Rhubarb Curd

Rhubarb is currently in season – so make the most of it. I stumbled across a bunch of it which even when in season is often difficult so I grabbed as much as I could and then panicked. What to do with so much rhubarb? I have a couple of recipes coming up which utilised them all wonderfully so keep your eyes peeled.

So first in the list is this rhubarb curd. You guys know how much I love a good curd – whether it be lemon, lime or grapefruit. But rhubarb is one I hadn’t even thought about doing until I was dining in a restaurant and they have a lemon tart served with some rhubarb curd. Let me tell you: it was amazing.

It’s a little tangy, but also pretty sweet and we all know how well sugar works with rhubarb. They go hand in hand.
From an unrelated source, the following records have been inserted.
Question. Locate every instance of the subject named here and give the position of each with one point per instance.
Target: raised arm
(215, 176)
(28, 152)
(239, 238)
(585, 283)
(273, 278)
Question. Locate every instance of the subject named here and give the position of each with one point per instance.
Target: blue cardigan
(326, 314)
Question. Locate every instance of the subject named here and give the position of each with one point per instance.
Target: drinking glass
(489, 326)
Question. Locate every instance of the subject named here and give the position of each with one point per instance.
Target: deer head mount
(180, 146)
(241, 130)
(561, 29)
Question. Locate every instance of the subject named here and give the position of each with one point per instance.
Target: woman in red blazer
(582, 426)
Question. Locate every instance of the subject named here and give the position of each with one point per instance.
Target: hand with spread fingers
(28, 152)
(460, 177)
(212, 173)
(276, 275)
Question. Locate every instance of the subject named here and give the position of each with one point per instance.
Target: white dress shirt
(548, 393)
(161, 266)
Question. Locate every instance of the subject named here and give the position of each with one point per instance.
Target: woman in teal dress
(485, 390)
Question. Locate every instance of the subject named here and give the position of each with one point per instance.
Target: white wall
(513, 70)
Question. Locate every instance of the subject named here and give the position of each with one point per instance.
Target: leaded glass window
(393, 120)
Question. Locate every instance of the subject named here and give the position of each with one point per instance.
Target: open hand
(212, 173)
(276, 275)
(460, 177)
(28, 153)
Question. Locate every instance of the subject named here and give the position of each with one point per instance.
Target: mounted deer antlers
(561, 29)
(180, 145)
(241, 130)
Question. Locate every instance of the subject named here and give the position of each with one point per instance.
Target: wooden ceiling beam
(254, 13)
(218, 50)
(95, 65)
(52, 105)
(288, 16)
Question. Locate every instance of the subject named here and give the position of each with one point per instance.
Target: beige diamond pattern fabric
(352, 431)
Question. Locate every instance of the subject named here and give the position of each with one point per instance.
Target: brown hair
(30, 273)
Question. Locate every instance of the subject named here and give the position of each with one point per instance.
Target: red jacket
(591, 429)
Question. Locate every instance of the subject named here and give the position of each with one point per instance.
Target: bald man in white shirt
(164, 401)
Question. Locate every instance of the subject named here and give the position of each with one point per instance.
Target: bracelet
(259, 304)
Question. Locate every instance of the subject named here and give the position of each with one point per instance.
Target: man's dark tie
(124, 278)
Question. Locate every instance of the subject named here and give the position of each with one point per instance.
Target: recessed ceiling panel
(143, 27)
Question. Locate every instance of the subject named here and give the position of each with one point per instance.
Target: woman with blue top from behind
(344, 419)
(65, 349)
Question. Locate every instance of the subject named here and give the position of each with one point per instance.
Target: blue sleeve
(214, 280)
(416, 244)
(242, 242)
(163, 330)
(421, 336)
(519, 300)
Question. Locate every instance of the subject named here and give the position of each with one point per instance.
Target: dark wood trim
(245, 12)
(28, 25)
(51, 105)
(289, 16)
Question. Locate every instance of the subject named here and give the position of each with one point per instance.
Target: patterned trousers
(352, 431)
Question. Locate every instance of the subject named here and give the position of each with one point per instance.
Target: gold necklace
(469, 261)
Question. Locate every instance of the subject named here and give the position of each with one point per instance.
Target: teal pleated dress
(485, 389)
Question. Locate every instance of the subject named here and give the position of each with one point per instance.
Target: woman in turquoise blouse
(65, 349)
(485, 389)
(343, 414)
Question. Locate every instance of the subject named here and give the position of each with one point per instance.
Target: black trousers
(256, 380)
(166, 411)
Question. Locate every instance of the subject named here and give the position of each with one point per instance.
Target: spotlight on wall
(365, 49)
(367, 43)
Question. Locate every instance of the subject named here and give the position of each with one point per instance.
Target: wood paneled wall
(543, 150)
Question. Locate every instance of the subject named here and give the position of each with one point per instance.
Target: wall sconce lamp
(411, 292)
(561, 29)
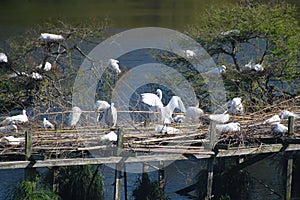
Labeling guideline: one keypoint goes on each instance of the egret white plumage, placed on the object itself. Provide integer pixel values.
(165, 129)
(218, 70)
(285, 114)
(100, 107)
(178, 118)
(153, 99)
(272, 120)
(9, 128)
(232, 127)
(36, 76)
(280, 128)
(111, 137)
(189, 53)
(47, 124)
(11, 140)
(165, 111)
(3, 58)
(114, 64)
(193, 113)
(47, 67)
(236, 106)
(18, 119)
(49, 37)
(110, 115)
(219, 118)
(74, 116)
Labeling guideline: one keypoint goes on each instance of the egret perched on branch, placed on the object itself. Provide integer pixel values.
(3, 58)
(285, 114)
(272, 120)
(111, 137)
(18, 119)
(114, 64)
(47, 124)
(11, 140)
(110, 115)
(280, 128)
(153, 99)
(74, 116)
(219, 118)
(165, 111)
(193, 113)
(100, 107)
(236, 106)
(47, 67)
(232, 127)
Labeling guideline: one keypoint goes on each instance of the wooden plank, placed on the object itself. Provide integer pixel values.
(289, 176)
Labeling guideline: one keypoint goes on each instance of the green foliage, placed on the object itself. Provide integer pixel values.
(265, 33)
(147, 189)
(30, 190)
(17, 87)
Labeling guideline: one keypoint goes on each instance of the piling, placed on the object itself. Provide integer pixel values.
(118, 170)
(289, 175)
(291, 125)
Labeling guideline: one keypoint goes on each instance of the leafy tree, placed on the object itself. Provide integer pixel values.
(264, 33)
(18, 88)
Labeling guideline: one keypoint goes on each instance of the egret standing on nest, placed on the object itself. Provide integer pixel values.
(110, 115)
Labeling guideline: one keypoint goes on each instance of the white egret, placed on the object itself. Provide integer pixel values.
(36, 76)
(49, 37)
(219, 118)
(47, 67)
(272, 120)
(285, 114)
(3, 58)
(11, 140)
(47, 124)
(9, 128)
(114, 64)
(111, 136)
(110, 115)
(153, 99)
(178, 118)
(100, 107)
(18, 119)
(164, 129)
(232, 127)
(280, 128)
(218, 70)
(74, 116)
(236, 106)
(193, 113)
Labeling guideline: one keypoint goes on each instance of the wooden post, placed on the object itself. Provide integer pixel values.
(118, 170)
(289, 175)
(291, 126)
(30, 173)
(212, 134)
(210, 176)
(161, 175)
(28, 145)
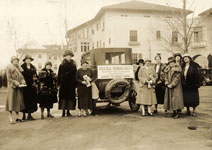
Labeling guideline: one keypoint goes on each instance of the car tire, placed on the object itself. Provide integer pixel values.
(111, 85)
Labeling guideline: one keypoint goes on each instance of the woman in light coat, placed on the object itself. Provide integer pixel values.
(15, 101)
(147, 77)
(173, 100)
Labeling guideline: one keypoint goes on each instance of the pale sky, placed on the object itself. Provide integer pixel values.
(42, 21)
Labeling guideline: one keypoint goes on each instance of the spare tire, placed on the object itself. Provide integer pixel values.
(124, 95)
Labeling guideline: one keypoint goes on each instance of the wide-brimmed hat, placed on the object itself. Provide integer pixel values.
(140, 61)
(48, 63)
(171, 59)
(68, 52)
(28, 57)
(13, 58)
(177, 54)
(187, 55)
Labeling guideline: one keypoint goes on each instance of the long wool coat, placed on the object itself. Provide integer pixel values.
(173, 96)
(15, 100)
(30, 92)
(190, 85)
(47, 83)
(146, 95)
(66, 80)
(160, 88)
(84, 92)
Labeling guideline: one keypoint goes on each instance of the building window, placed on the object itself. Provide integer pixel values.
(39, 66)
(158, 35)
(133, 36)
(174, 37)
(55, 66)
(103, 26)
(198, 35)
(136, 57)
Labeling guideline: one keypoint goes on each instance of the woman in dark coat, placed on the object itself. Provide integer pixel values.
(159, 86)
(173, 100)
(84, 78)
(30, 91)
(47, 89)
(66, 80)
(15, 100)
(191, 83)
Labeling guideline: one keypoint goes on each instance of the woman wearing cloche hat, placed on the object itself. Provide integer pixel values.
(47, 89)
(15, 101)
(173, 100)
(191, 83)
(30, 91)
(66, 80)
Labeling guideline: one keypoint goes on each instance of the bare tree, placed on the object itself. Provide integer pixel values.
(178, 23)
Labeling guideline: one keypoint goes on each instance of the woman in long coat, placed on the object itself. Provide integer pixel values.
(84, 78)
(15, 101)
(159, 86)
(66, 80)
(47, 89)
(191, 83)
(30, 91)
(147, 77)
(173, 95)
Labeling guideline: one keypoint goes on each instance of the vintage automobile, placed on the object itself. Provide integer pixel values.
(113, 72)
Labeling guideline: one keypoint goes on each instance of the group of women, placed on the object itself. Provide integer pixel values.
(174, 85)
(26, 88)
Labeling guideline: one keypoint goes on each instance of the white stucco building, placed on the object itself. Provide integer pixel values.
(135, 24)
(42, 53)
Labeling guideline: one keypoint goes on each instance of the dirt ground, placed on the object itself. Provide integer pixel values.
(115, 128)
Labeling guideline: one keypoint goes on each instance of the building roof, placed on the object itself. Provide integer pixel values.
(206, 12)
(132, 6)
(33, 44)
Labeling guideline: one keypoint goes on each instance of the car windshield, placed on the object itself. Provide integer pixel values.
(115, 58)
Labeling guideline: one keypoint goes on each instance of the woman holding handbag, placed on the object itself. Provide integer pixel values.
(84, 77)
(15, 101)
(47, 89)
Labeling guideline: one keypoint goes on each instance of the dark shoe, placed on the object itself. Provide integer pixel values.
(19, 120)
(150, 114)
(188, 113)
(173, 115)
(69, 115)
(50, 116)
(176, 116)
(24, 117)
(30, 118)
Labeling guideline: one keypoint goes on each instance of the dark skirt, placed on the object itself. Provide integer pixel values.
(160, 92)
(84, 97)
(191, 97)
(30, 100)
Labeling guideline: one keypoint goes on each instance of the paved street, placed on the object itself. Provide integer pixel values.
(114, 128)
Anyway, take a look at the recipe – it’s super easy and super quick and the payoff is tenfold the effort.


Yields:  350ml

200ml juice from rhubarb
120g caster sugar
2 eggs
100g butter
2 tsp corn flour
pink food colouring

Add the sugar and cornflour to a small pan and whisk together to combine. Add the juice from the rhubarb and stir to mix everything together. Heat on medium heat until just boiling. Add a little pink food colouring to bump up the colour a little.

In a bowl, whisk the yolks and add a quarter of the juice to the egg yolks, whisking constantly to temper them. Once all mixed together, pour back into the pan and stir until thickened on a very low heat.

Once thickened to your liking, decant into a bowl and leave to cool and then keep in the fridge. Serve cold.